Each member can have multiple addresses, and each address can have multiple members. How do I write a query to find a count of how many members have multiple instances of the same address?
The address string (street_address) isn't stored directly on the member table but is accessed through a unique address id(address_id) located on the member table. That address id is a record(row on the address table) that stores the address string along with other information.
Sample data:
Member
name | address_id1 | address_id2 |
---|---|---|
Jane Smith | 1234 | 5678 |
Address
address_id | street_address |
---|---|
1234 | 123 Main St. |
5678 | 123 Main St. |
I would like a count of the number of members who fit this scenario, multiple address_ids with the same street_address. Using AWS Redshift
Query attempted:
SELECT COUNT(*)
FROM member
join address
on distinct street_address;
CodePudding user response:
I'm not sure if this is what you want to achieve, but that's how I understood it from the description. Taking into account your current data structure, you can try this query:
SELECT
*
FROM members
LEFT JOIN addresses AS first_address ON (first_address.address_id = members.address_id)
LEFT JOIN addresses AS second_address ON (second_address.address_id = members.address_id2)
WHERE second_address.street_address = first_address.street_address
About your DB structure
You should consider changing the structure of your tables. You have a many-to-many relationship here.
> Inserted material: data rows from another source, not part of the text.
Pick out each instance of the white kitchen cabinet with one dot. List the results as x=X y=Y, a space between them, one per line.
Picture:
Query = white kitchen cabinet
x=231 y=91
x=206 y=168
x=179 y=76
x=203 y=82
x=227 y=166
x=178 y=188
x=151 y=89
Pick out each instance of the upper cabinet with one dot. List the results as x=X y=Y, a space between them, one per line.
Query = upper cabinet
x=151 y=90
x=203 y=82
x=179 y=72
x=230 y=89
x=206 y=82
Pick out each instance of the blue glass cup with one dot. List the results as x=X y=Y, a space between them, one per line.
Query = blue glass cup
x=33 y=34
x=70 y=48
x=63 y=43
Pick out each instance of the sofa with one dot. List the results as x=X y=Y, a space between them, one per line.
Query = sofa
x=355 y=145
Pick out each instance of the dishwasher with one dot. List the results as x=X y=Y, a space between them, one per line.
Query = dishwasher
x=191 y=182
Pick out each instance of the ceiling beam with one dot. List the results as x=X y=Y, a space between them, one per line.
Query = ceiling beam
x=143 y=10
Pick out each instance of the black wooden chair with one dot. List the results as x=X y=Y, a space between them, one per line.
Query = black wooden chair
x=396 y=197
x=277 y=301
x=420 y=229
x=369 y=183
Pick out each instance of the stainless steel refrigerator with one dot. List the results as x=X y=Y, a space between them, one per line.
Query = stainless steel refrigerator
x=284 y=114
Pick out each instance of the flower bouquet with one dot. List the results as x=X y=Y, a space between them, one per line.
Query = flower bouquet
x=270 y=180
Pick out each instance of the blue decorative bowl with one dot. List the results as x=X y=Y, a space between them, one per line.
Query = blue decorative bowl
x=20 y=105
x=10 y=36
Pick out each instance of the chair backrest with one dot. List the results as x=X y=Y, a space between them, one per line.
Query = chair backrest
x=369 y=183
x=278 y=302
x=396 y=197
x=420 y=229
The problem with your structure is that now each user can have a maximum of 2 addresses, as long as it may be fine in business terms, if you want to be able to add 3 addresses, you will add another column 'address_id3', for the 4th address the column 'address_id4' e.t.c. If these addresses are 40, you will have 40 columns. The second next problem is that you will probably have users who will still have 1 address, even though your table will hold 40 such fields.
The solution to such problems is creating intermediate tables:
Member table
member_id | member |
---|---|
1 | John |
2 | Bob |
Address table
address_id | street_address |
---|---|
1 | First |
2 | Second |
Intermediate table
address_id | member_id |
---|---|
1 | 1 |
2 | 1 |
2 | 2 |
This way, you can store multiple addresses for multiple members without the overhead of blank data when not needed.
One member can then have up to 50,000 addresses and the size of your tables is still the same (I mean table structure - columns - not data)